Through powerful athletic high-energy dance, Ghost Ships will take an unflinching look at the impact Chatham Dockyard and its ships have had on people’s lives, from local workers employed at the Dockyard to those living in communities around the world.

Ghost Ships will expose lesser-known stories and characters from the Dockyard’s history. These include Britain’s involvement in slavery and the leading figures who passed through the Dockyard – Olaudah Equiano and John Newton – who played a significant role in Abolition; the 20 women in the 1700s and 1800s who assumed men’s clothing to work at the Dockyard and in the Navy, including the first Black female sailor to serve in the Navy, and the impact the Dockyard’s ships have had on local immigration.

Ghost Ships has been inspired by and will include newly uncovered research and local oral histories from older members of Medway’s South Asian communities, Medway African and Caribbean Association, and from those working at the former Royal Dockyard during its final days.

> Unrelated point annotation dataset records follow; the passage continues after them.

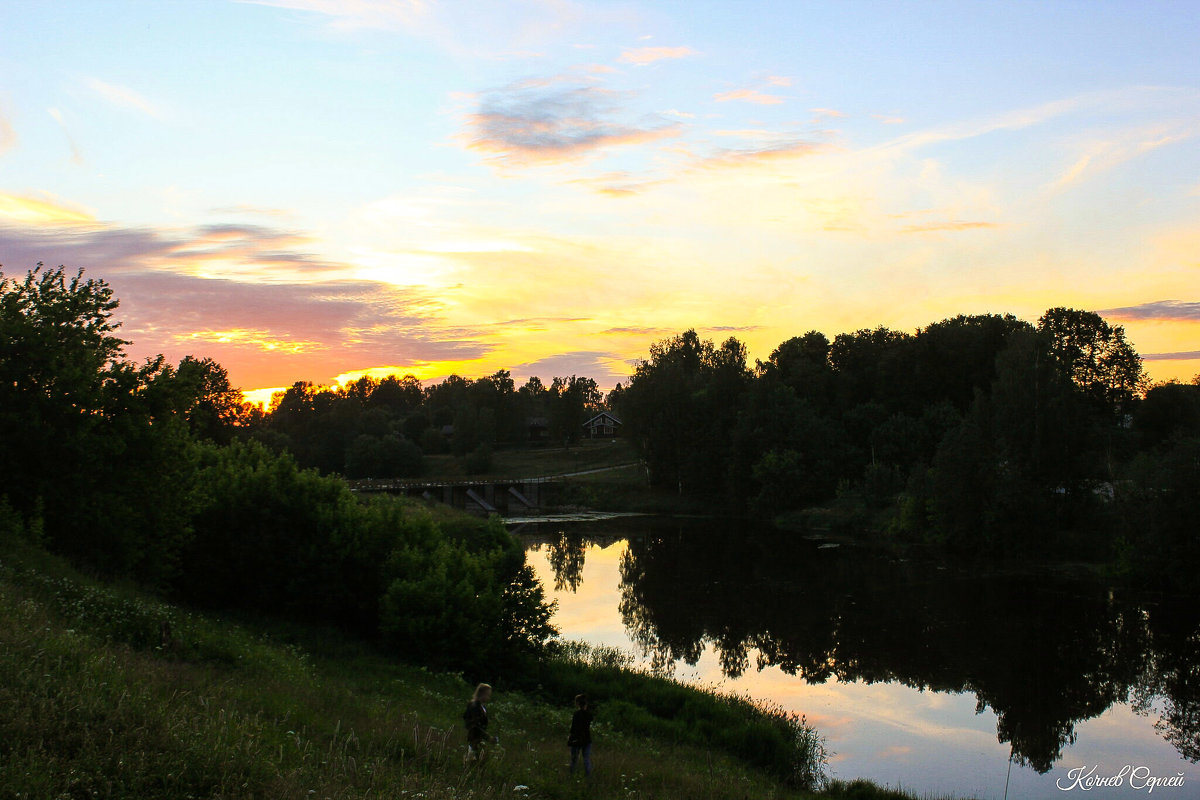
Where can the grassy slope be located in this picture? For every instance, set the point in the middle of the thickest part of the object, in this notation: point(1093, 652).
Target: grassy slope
point(94, 704)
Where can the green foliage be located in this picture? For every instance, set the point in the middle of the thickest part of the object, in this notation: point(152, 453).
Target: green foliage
point(462, 602)
point(1096, 356)
point(1156, 506)
point(387, 456)
point(651, 705)
point(95, 705)
point(274, 537)
point(93, 446)
point(683, 405)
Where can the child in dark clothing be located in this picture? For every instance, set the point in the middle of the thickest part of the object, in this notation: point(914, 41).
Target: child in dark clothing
point(580, 739)
point(475, 717)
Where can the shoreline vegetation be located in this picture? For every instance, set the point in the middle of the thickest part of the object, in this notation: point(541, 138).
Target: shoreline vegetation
point(195, 602)
point(113, 692)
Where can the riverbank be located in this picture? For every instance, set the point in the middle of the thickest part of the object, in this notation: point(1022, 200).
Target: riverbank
point(109, 692)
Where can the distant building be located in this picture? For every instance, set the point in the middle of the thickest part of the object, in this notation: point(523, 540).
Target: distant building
point(539, 428)
point(603, 426)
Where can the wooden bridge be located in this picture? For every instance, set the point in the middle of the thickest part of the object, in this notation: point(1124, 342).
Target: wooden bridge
point(484, 494)
point(478, 494)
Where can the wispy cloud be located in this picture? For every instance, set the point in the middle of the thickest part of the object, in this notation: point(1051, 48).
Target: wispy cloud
point(1101, 156)
point(1186, 355)
point(124, 97)
point(748, 96)
point(546, 121)
point(17, 209)
point(643, 55)
point(637, 330)
point(1161, 310)
point(606, 368)
point(769, 151)
point(245, 296)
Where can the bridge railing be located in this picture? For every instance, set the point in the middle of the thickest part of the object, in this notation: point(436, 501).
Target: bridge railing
point(391, 485)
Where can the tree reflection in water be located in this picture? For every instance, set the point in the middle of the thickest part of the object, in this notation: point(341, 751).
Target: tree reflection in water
point(1043, 650)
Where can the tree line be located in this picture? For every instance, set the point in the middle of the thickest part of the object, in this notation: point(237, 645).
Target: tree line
point(982, 433)
point(143, 471)
point(387, 427)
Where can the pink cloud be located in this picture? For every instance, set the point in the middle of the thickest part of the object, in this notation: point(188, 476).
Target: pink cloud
point(645, 55)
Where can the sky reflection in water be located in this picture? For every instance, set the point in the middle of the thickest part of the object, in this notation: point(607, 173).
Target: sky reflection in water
point(923, 740)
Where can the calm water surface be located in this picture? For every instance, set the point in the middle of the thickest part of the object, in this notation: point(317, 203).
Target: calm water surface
point(919, 675)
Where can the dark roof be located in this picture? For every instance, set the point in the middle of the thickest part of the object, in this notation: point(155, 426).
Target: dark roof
point(609, 414)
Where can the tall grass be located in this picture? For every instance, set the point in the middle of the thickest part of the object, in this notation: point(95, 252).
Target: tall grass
point(95, 702)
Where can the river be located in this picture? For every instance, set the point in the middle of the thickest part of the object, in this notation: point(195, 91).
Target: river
point(939, 679)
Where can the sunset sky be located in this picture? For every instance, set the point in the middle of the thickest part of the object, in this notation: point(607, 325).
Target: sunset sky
point(310, 188)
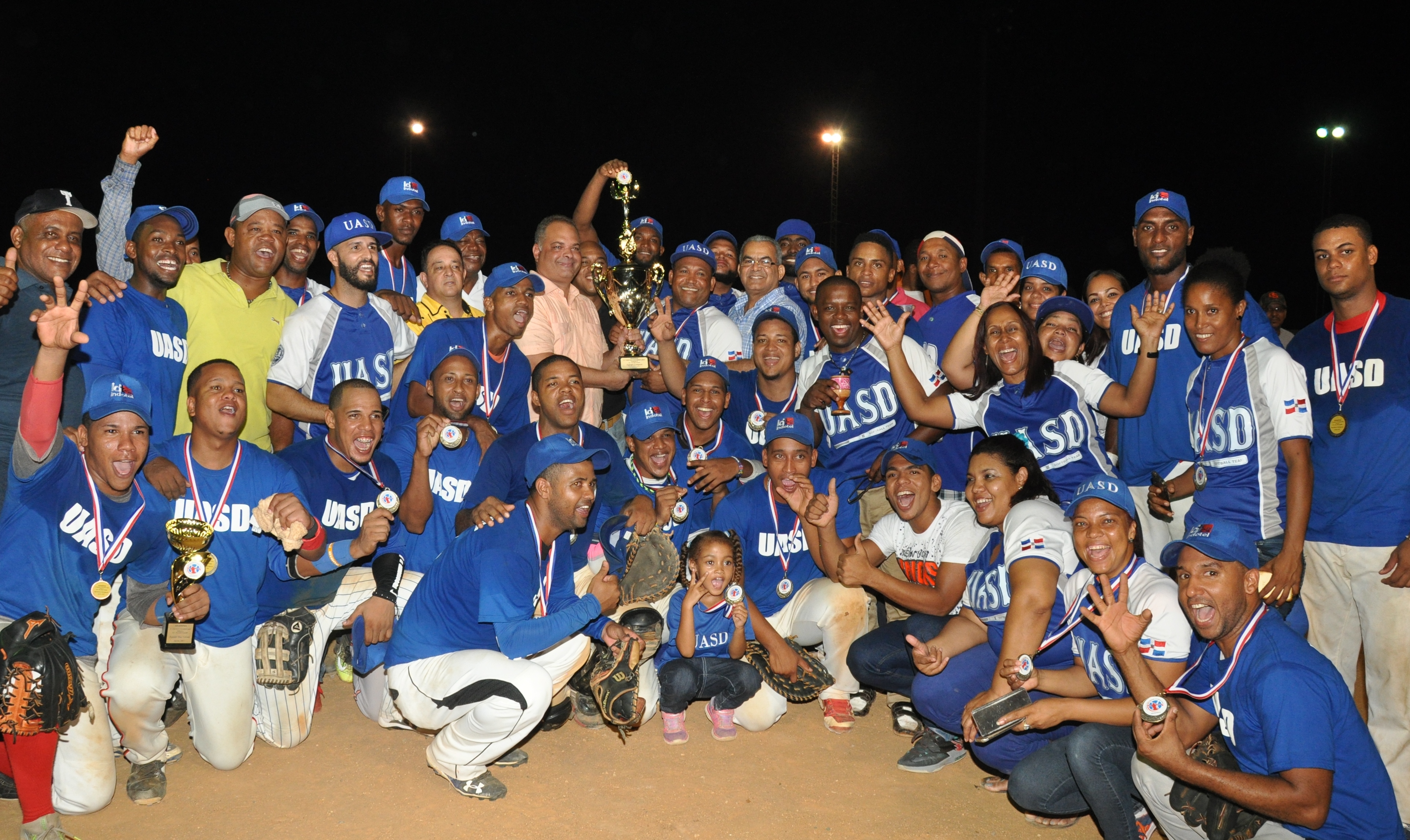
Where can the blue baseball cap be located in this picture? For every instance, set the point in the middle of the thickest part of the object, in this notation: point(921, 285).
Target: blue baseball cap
point(1047, 267)
point(816, 251)
point(1105, 487)
point(560, 449)
point(118, 392)
point(796, 227)
point(401, 189)
point(912, 450)
point(301, 209)
point(1072, 305)
point(459, 225)
point(1162, 199)
point(790, 425)
point(782, 314)
point(721, 234)
point(511, 274)
point(694, 249)
point(1222, 540)
point(1002, 246)
point(351, 226)
point(648, 418)
point(642, 221)
point(185, 219)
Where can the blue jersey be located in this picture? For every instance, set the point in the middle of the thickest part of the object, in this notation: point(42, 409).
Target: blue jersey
point(745, 399)
point(1032, 529)
point(144, 339)
point(452, 473)
point(714, 630)
point(502, 475)
point(507, 382)
point(1055, 422)
point(326, 341)
point(935, 332)
point(1264, 404)
point(1286, 707)
point(51, 559)
point(854, 442)
point(1158, 439)
point(770, 533)
point(339, 501)
point(247, 556)
point(1364, 475)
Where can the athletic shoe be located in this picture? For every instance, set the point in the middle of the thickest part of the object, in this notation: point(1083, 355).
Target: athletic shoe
point(862, 702)
point(722, 722)
point(904, 719)
point(343, 657)
point(147, 784)
point(837, 717)
point(930, 753)
point(483, 787)
point(674, 728)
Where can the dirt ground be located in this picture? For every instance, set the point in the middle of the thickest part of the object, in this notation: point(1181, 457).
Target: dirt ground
point(353, 778)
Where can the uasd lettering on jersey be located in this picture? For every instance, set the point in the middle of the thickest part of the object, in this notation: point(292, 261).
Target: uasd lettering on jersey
point(168, 347)
point(80, 525)
point(1364, 373)
point(869, 405)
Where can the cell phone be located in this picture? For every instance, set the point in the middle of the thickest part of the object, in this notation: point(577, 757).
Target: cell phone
point(986, 718)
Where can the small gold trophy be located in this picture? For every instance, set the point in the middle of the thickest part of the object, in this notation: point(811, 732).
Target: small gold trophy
point(189, 537)
point(629, 289)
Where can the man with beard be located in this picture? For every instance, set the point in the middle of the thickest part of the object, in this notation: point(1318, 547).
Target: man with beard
point(1160, 440)
point(401, 209)
point(301, 246)
point(469, 233)
point(345, 334)
point(144, 334)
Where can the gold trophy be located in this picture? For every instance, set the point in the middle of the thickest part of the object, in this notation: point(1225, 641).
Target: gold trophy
point(629, 289)
point(189, 537)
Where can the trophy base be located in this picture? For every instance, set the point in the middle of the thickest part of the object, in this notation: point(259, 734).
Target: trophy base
point(177, 636)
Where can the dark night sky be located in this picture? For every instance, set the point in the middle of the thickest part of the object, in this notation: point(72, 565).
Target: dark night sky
point(1038, 125)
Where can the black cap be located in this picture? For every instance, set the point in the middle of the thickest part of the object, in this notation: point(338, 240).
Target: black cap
point(54, 199)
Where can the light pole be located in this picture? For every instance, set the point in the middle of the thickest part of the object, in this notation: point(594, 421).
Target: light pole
point(1330, 136)
point(834, 138)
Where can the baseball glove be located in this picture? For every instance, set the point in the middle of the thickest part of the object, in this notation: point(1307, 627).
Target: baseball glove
point(1220, 818)
point(615, 685)
point(283, 646)
point(40, 684)
point(803, 690)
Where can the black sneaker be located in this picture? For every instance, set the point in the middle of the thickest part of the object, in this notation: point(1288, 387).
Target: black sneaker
point(930, 753)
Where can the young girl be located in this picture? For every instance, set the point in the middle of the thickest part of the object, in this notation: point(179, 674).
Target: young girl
point(706, 642)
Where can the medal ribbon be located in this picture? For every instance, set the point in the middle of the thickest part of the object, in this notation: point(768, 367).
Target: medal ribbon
point(1243, 639)
point(1343, 388)
point(195, 491)
point(1205, 434)
point(105, 556)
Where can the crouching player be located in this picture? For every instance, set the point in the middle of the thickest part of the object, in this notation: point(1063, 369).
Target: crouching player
point(484, 684)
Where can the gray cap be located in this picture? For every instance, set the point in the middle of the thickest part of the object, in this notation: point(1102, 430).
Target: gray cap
point(253, 203)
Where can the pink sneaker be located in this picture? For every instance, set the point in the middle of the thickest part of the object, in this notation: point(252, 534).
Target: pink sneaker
point(722, 722)
point(674, 732)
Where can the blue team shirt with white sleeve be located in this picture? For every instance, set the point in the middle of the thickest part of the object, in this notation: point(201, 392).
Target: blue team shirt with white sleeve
point(1157, 440)
point(452, 473)
point(1286, 707)
point(505, 382)
point(766, 544)
point(326, 341)
point(1055, 422)
point(1264, 404)
point(146, 339)
point(1364, 475)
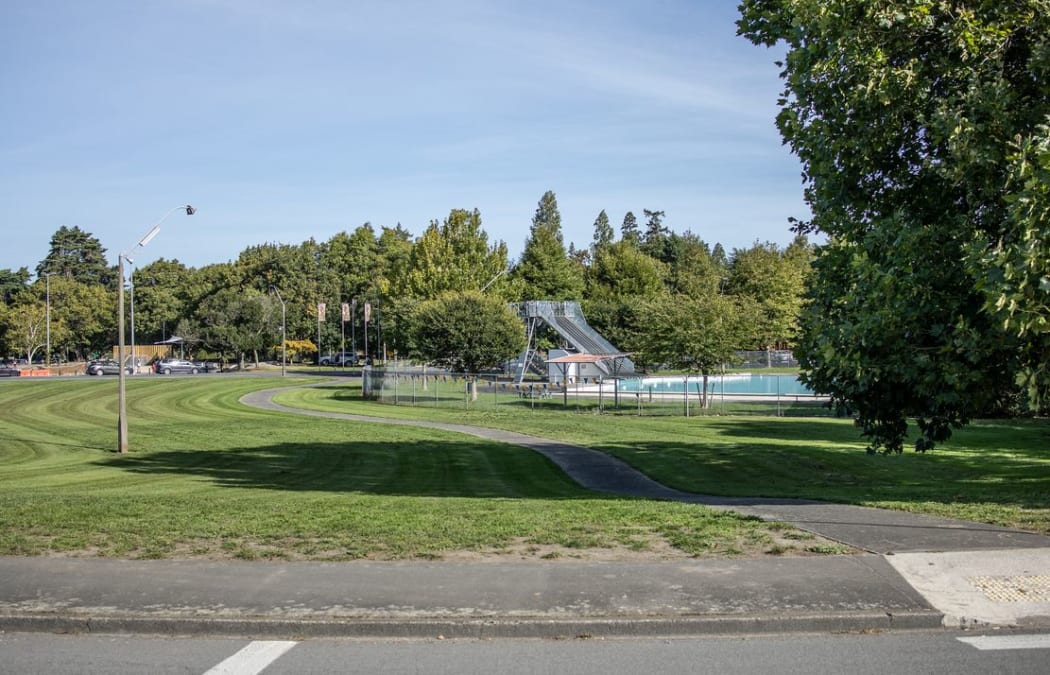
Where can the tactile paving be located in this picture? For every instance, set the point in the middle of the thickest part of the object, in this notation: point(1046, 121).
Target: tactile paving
point(1014, 589)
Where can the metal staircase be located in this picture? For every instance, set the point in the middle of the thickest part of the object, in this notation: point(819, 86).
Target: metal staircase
point(567, 319)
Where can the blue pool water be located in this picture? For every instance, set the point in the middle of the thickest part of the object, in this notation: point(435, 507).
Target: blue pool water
point(743, 383)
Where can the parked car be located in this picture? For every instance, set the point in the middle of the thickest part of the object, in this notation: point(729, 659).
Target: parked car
point(342, 358)
point(106, 366)
point(167, 366)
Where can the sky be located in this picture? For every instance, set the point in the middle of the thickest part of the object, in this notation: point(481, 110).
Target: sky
point(282, 121)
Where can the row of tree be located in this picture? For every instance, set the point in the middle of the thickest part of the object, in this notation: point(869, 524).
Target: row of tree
point(637, 289)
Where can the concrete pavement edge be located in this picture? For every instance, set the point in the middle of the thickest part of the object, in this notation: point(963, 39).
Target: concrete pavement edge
point(575, 628)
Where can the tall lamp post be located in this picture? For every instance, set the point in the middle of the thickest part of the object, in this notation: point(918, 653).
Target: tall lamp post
point(284, 335)
point(122, 418)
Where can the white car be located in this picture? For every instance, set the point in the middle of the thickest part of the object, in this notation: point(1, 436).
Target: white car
point(342, 358)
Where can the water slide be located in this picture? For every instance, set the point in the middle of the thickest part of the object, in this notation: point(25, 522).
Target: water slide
point(567, 319)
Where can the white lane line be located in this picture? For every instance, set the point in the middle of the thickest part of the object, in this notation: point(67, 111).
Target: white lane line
point(988, 642)
point(252, 659)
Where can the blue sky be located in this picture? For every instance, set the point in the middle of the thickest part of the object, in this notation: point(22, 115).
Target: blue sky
point(284, 121)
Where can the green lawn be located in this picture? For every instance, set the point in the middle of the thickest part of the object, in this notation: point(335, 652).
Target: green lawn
point(209, 477)
point(993, 471)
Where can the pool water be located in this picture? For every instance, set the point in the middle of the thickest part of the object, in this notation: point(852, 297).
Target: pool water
point(741, 383)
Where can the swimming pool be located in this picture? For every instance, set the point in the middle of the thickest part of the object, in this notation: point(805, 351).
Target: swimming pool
point(735, 384)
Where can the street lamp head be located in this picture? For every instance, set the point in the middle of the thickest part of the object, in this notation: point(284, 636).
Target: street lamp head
point(149, 235)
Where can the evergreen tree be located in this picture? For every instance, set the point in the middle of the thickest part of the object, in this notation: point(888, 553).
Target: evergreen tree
point(12, 283)
point(604, 234)
point(545, 271)
point(654, 241)
point(629, 230)
point(77, 255)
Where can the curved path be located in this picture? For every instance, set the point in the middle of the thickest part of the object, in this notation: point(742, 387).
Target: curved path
point(870, 529)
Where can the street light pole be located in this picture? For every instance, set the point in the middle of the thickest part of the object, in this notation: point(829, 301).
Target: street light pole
point(134, 356)
point(47, 287)
point(284, 335)
point(122, 418)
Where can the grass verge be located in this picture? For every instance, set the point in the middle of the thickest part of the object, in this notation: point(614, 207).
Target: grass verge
point(208, 477)
point(993, 471)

Ghost Ships is being created by a collaborative creative team led by Icon Theatre’s Artistic Director Nancy Hirst with choreography from ZooNation: The Kate Prince Company led by its Associate Artistic Director Dannielle ‘Rhimes’ Lecointe, and Associate Choreography by Amina Khayyam, Artistic Director of Amina Khayyam Dance Company.

Nancy Hirst, Artistic Director at Icon Theatre said: “Icon creates theatre that tells unheard local stories with national significance; 2024 marks 40 years since the closure of Chatham’s former Royal Dockyard and it therefore seemed the right time for us to honour and commemorate the site’s past, one that has shaped both local and national identity through its shipbuilding past and links to the British Empire. Much celebrated for its historical significance and the cultural heritage beacon it has become, it’s important not to forget the Dockyard’s shipbuilding and colonial legacy that still impacts communities in Medway and across the world today. Through the power of theatre, Hip Hop, Kathak and music we will explore and celebrate different cultures and the diverse communities that make our society what it is today.”